On Saturday, four teenagers were also injured by a lighting strike near a pool, also in Colorado.
These numbers are way down from the 1940s, according to John Jensenius, a meteorologist and lightning safety specialist with the National Weather Service. Back then, 300 to 400 people died from lightning strikes each year, mainly due to the prevalence of corded phones, which “when people held it right up to their head, was a direct connection with wires outside,” and a higher number of farmers sitting on uncovered tractors.
Today, nearly two-thirds of lightning deaths and injuries are sustained while engaging in outdoor leisure activities. The most dangerous are water-related pastimes, such as fishing. More than 70 percent of lightning deaths occur in June, July, and August.
For those who survive lightning strikes, there are support groups, such as Lightning Strike and Electric Shock Survivors International, which boasts around 1,800 members.
There are six different types of lightning strikes, and only around three to five percent of all victims are directly hit by the lightning. The vast majority are hit either by energy spreading through the ground from a nearby strike, or by a flash discharge from a nearby object, such as a tree, that has been struck.
"We have a very simple saying: 'When thunder roars, go indoors,’” Jensenius tells NPR. “Which means if you hear thunder, you need to be inside right away.”
Once inside, avoid using the telephone, taking a shower, washing your hands, doing dishes, or having contact with conductive surfaces, including metal doors, window frames, wiring and plumbing.

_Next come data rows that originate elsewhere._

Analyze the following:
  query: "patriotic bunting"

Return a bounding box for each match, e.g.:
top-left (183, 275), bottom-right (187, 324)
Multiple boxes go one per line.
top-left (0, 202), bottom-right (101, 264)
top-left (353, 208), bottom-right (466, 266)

If you are stuck outside in a thunderstorm, you can slightly lower your chances of being struck by avoiding high places, open fields, isolated trees, rain or picnic shelters, communications towers, flagpoles, light poles, metal fences, convertibles, and water, the NOAA recommends.
To ascertain how far away lightning is from you, count the seconds between the flash of lightning and clap of thunder, then divide that number by 5. This will tell you how many miles away the strike is. If the time delay between seeing and hearing the lightning and thunder is less than 30 seconds, get indoors.